La réaction des milieux d’affaires américains a été largement négative et l’indice Dow Jones a chuté de 250 points jeudi. Des inquiétudes ont été exprimées sur le fait que les tarifs auront un impact important sur les utilisateurs d’aluminium et d’acier importés et perturberont les chaînes d’approvisionnement mondiales.
La Chambre de commerce américaine a déclaré que les politiques commerciales de l’administration, y compris la possibilité de se retirer de l’ALENA, pourraient frapper la croissance américaine et menacer jusqu’à 2,6 millions d’emplois.
Le sentiment général de la grande entreprise était de soutenir des actions contre la Chine, en particulier sur ses mesures pour renforcer son développement de la haute technologie, sur fond d’accusations selon lesquelles Pékin « volait » la propriété intellectuelle américaine. Mais elle s’inquiète de ce que des mesures tarifaires contre des alliés des États-Unis empêchent la construction d’une coalition contre Pékin.

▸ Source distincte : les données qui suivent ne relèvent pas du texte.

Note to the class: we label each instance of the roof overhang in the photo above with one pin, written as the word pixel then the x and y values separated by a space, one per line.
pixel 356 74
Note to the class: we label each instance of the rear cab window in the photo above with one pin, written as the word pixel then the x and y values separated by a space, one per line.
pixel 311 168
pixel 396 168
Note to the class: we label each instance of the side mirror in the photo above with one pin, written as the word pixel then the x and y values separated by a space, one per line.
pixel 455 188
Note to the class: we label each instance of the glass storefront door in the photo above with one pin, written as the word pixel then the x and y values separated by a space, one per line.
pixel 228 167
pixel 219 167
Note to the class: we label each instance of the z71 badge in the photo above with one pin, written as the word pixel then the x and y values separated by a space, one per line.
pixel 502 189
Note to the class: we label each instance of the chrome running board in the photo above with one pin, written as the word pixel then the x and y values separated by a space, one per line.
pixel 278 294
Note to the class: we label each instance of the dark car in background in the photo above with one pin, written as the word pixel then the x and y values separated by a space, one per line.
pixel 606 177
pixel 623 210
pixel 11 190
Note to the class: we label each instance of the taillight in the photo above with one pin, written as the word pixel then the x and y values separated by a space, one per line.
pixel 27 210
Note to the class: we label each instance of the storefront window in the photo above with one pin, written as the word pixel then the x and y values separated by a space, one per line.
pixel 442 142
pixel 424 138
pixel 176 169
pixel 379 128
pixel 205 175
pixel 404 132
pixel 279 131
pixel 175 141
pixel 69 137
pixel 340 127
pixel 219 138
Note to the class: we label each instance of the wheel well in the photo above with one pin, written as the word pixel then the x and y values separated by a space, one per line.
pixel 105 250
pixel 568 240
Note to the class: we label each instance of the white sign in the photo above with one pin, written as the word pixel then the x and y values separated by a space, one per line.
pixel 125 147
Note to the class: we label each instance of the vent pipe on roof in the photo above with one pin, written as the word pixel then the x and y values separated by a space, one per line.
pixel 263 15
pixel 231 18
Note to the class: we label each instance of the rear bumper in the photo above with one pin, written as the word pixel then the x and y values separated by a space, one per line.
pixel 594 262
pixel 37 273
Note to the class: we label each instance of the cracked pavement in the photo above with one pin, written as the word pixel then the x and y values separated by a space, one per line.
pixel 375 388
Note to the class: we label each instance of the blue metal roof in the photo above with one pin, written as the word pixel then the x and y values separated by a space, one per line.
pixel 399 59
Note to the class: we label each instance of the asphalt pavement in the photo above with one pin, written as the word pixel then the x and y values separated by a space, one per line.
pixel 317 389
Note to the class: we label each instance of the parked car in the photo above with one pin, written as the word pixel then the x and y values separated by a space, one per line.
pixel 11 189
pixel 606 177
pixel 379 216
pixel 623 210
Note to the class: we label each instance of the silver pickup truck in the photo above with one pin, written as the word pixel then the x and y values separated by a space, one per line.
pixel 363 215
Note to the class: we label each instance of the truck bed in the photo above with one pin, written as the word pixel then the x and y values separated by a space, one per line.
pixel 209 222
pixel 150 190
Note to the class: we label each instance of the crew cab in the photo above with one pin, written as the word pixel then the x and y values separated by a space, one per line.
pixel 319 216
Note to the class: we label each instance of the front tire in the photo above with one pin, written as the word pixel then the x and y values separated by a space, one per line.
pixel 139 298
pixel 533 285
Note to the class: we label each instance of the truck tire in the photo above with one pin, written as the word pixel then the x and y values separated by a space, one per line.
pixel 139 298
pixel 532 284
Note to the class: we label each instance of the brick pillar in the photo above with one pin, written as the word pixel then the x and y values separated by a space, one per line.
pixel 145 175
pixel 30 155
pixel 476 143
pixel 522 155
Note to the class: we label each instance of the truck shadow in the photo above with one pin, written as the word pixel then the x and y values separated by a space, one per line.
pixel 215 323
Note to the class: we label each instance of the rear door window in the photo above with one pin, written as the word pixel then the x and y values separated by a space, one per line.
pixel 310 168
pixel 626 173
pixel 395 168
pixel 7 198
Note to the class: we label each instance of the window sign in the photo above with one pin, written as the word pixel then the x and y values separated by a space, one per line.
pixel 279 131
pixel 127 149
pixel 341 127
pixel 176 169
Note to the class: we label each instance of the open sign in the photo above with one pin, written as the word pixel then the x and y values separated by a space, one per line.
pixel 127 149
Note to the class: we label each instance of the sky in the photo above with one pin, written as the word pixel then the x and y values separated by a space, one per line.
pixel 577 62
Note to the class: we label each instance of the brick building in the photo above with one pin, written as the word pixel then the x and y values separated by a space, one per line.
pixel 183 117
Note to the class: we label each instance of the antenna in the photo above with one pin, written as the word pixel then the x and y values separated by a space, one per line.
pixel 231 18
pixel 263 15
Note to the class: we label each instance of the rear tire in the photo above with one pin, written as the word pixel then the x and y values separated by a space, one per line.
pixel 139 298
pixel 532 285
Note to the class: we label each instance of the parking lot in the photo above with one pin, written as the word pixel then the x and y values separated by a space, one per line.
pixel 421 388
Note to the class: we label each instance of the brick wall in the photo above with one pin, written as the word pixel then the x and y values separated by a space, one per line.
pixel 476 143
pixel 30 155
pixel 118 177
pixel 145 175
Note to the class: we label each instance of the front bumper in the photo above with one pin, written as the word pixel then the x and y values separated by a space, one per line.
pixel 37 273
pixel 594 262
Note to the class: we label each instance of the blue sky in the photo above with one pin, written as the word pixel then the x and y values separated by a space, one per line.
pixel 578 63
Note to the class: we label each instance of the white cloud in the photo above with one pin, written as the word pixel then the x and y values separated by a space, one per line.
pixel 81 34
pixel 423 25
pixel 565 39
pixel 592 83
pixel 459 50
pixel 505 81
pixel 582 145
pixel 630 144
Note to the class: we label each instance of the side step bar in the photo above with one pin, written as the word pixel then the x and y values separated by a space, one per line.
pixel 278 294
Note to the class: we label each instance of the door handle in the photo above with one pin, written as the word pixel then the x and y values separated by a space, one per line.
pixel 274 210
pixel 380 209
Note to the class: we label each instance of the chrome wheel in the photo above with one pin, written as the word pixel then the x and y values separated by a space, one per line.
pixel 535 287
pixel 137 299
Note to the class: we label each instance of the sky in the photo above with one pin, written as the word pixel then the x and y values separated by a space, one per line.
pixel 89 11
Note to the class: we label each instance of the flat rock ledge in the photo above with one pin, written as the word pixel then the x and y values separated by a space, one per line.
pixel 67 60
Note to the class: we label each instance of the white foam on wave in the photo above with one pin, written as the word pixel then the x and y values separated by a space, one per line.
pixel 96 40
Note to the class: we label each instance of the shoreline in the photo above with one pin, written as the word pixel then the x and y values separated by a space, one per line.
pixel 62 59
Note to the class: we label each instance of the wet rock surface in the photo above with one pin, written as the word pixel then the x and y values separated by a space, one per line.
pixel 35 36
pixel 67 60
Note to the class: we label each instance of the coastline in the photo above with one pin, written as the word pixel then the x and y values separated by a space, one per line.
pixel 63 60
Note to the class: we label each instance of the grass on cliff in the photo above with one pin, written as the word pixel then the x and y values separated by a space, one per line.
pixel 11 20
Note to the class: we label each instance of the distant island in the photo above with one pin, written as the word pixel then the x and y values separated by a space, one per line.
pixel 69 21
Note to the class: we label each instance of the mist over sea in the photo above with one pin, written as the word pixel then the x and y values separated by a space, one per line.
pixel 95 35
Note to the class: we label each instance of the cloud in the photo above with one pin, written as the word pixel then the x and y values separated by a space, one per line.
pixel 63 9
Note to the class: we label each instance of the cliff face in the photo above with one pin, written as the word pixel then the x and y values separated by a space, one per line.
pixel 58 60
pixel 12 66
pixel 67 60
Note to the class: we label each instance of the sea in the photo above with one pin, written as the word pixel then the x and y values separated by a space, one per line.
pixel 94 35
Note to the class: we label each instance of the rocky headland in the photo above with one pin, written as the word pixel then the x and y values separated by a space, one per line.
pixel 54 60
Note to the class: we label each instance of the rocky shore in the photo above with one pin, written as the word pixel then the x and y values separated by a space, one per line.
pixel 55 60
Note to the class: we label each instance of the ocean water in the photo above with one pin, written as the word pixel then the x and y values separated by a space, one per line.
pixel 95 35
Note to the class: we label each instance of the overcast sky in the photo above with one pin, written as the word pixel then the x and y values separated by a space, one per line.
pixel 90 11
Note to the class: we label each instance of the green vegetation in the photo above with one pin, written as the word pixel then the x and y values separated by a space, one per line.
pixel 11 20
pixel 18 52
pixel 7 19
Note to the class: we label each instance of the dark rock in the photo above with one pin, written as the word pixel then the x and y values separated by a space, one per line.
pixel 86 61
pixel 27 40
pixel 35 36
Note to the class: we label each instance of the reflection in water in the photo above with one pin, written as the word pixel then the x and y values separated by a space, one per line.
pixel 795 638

L’industrie sidérurgique, fortement soutenue par les syndicats, a fortement soutenu les tarifs. Le président de l’American Iron and Steel Association, Tom Gibson, a remercié Trump d’assurer «un secteur de l’acier américain solide, essentiel à notre sécurité nationale et économique».
Ross a écarté les critiques, disant que les tarifs ne s’élèveraient qu’à une fraction d’un cent sur une canette en aluminium et seulement à « une très petite fraction de 1% » pour l’économie globale.

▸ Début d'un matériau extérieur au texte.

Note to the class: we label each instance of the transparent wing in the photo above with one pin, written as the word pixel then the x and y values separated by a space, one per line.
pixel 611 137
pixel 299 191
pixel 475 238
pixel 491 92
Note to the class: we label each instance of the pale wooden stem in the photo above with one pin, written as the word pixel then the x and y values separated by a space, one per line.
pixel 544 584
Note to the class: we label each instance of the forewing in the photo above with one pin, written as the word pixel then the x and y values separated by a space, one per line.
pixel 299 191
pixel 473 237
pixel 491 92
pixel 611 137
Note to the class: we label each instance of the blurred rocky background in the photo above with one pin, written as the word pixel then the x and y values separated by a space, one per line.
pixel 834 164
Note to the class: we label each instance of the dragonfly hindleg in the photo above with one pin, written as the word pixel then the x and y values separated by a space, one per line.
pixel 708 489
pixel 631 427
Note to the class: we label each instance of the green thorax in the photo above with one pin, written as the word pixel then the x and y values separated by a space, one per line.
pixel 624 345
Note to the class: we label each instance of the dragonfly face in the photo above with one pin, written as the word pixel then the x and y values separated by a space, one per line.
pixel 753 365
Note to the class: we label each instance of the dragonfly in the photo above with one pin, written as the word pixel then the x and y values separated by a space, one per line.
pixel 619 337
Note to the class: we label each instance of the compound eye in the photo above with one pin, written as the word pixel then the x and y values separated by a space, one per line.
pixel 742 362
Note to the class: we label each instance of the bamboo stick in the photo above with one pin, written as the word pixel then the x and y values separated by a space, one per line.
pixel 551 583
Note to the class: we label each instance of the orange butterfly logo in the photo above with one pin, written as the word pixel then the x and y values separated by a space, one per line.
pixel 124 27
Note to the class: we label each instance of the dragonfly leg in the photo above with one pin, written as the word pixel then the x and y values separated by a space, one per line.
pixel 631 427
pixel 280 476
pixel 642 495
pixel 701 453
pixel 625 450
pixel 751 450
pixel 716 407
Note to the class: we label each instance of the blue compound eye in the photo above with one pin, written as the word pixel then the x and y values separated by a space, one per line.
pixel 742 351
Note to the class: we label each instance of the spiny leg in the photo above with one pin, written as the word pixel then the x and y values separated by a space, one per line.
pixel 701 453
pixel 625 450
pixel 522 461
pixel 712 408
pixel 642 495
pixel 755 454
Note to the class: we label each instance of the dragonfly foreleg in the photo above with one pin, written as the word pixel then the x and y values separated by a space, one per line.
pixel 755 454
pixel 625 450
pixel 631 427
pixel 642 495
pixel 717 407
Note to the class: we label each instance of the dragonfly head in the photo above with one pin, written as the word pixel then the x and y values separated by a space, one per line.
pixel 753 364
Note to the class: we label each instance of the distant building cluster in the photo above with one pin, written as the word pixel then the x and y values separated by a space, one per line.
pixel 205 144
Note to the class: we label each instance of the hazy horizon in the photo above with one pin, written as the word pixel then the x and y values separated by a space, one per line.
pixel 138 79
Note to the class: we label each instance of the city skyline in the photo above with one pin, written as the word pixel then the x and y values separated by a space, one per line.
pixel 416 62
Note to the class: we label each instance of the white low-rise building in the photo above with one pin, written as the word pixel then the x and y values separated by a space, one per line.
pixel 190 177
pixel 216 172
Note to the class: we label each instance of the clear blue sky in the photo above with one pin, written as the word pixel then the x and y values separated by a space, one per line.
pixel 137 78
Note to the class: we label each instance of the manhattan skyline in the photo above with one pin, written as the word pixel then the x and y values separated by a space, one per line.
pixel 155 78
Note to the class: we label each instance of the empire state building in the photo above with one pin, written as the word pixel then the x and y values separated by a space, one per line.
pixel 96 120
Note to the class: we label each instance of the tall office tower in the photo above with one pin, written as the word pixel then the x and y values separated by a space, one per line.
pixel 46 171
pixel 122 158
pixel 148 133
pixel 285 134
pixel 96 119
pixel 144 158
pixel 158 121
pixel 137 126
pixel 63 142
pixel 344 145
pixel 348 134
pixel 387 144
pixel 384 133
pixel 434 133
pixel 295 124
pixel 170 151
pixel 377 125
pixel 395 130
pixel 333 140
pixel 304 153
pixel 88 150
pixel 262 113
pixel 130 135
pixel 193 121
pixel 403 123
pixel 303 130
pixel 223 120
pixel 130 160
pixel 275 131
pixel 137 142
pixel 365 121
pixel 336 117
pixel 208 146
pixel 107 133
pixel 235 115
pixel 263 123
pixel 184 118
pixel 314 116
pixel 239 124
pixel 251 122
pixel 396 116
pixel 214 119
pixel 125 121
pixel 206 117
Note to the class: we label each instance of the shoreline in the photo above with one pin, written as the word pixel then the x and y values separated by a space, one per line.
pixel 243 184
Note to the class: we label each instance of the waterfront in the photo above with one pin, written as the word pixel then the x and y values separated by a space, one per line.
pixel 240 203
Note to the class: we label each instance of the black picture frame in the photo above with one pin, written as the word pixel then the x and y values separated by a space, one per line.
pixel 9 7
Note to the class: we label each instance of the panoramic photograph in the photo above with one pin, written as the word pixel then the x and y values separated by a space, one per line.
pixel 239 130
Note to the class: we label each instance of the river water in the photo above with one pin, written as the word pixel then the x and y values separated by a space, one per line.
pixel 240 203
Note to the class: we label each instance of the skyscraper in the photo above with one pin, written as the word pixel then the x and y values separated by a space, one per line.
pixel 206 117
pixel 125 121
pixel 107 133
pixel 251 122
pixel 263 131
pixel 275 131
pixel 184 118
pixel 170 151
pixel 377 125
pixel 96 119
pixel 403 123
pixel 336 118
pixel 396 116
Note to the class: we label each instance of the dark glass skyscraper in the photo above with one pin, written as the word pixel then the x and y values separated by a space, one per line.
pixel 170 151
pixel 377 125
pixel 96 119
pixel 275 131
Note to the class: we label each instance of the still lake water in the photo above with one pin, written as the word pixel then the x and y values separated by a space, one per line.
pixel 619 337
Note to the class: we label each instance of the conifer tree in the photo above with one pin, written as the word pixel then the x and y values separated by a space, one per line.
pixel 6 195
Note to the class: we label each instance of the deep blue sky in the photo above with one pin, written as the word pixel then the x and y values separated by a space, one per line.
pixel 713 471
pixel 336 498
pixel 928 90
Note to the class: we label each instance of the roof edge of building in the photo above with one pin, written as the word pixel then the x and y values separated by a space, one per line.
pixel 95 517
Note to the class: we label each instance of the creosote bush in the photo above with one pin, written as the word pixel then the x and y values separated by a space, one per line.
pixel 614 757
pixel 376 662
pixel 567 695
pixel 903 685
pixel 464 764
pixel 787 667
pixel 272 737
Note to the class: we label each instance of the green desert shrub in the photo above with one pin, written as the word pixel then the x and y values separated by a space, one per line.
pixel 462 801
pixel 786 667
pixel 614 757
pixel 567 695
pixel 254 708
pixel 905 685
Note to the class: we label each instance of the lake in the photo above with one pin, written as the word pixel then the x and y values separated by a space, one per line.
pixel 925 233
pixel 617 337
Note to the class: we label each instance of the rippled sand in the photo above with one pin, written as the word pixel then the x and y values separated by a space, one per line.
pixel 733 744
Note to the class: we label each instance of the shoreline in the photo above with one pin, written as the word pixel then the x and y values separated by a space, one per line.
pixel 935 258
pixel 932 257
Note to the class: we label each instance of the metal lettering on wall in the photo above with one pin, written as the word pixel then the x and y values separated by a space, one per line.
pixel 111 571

Mais compte tenu des mesures supplémentaires en préparation, les conséquences des tarifs douaniers vont bien au-delà de leur impact immédiat. Il y a un sentiment croissant que tout le système des relations économiques de l’après-guerre, dans la construction desquelles les États-Unis ont joué un rôle central après les désastres des années 1930, est en train de se déchirer.

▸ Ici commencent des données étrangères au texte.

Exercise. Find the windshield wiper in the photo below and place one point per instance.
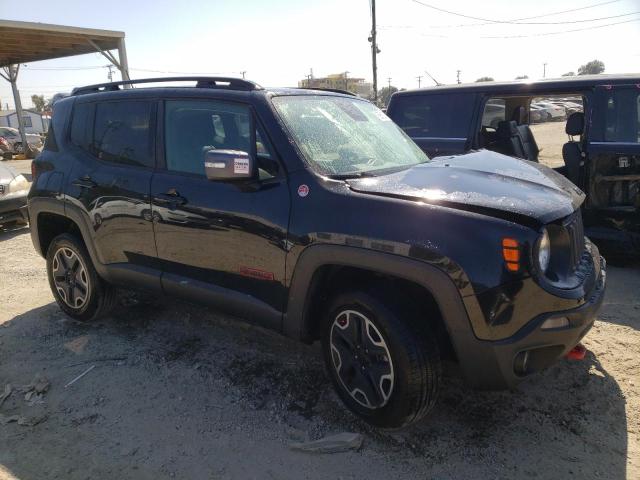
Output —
(346, 176)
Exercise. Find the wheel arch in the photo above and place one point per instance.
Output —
(50, 218)
(317, 265)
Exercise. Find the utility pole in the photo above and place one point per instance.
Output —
(374, 51)
(110, 74)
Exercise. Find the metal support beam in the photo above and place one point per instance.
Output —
(124, 63)
(12, 78)
(121, 64)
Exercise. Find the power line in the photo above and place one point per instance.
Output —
(491, 21)
(563, 31)
(544, 34)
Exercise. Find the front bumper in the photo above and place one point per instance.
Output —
(13, 209)
(499, 364)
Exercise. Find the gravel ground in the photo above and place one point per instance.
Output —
(180, 392)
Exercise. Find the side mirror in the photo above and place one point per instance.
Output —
(229, 165)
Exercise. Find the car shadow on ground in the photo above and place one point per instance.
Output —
(8, 232)
(174, 382)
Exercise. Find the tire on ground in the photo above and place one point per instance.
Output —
(101, 296)
(414, 354)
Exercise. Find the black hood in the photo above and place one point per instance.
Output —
(484, 182)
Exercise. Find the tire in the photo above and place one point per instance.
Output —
(70, 271)
(404, 387)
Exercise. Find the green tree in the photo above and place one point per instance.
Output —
(384, 95)
(591, 68)
(39, 102)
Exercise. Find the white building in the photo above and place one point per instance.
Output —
(34, 122)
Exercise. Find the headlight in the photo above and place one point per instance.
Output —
(544, 251)
(17, 184)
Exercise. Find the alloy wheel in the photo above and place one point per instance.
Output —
(70, 278)
(361, 359)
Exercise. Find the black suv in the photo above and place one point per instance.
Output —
(312, 213)
(595, 144)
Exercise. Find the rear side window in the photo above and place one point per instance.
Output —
(121, 133)
(429, 116)
(82, 125)
(621, 110)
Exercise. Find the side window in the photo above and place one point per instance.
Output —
(622, 115)
(440, 115)
(494, 112)
(82, 125)
(121, 133)
(193, 126)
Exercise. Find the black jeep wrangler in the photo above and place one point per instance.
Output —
(595, 141)
(312, 213)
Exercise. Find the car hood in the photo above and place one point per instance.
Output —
(483, 182)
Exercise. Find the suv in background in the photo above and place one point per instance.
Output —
(312, 213)
(599, 149)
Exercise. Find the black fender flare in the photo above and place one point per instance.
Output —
(475, 356)
(38, 206)
(297, 321)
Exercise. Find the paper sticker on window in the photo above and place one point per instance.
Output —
(381, 115)
(241, 166)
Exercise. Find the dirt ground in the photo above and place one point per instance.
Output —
(180, 392)
(550, 137)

Le sénateur républicain Ben Sasse a qualifié les tarifs de « stupides », ce qui reflète le point de vue de nombreuses sections de l’establishment politique américain pour qui les mesures ne tiennent pas compte de la cible réelle. « L’Europe, le Canada et le Mexique ne sont pas la Chine, et vous ne traitez pas vos alliés de la même manière que vous traitez les adversaires », a-t-il dit. « Nous sommes déjà passés par là – le protectionnisme tous azimuts est en grande partie la raison pour laquelle l’Amérique a eu une Grande Dépression. Rendre à l’Amérique sa grandeur ne devrait pas signifier refaire l’Amérique de 1929. »
Si Sasse et d’autres favoriseraient bien une guerre commerciale «sélective» contre la Chine, les conséquences de telles actions s’avéreraient cependant tout aussi désastreuses en raison du caractère intégré de l’économie mondiale.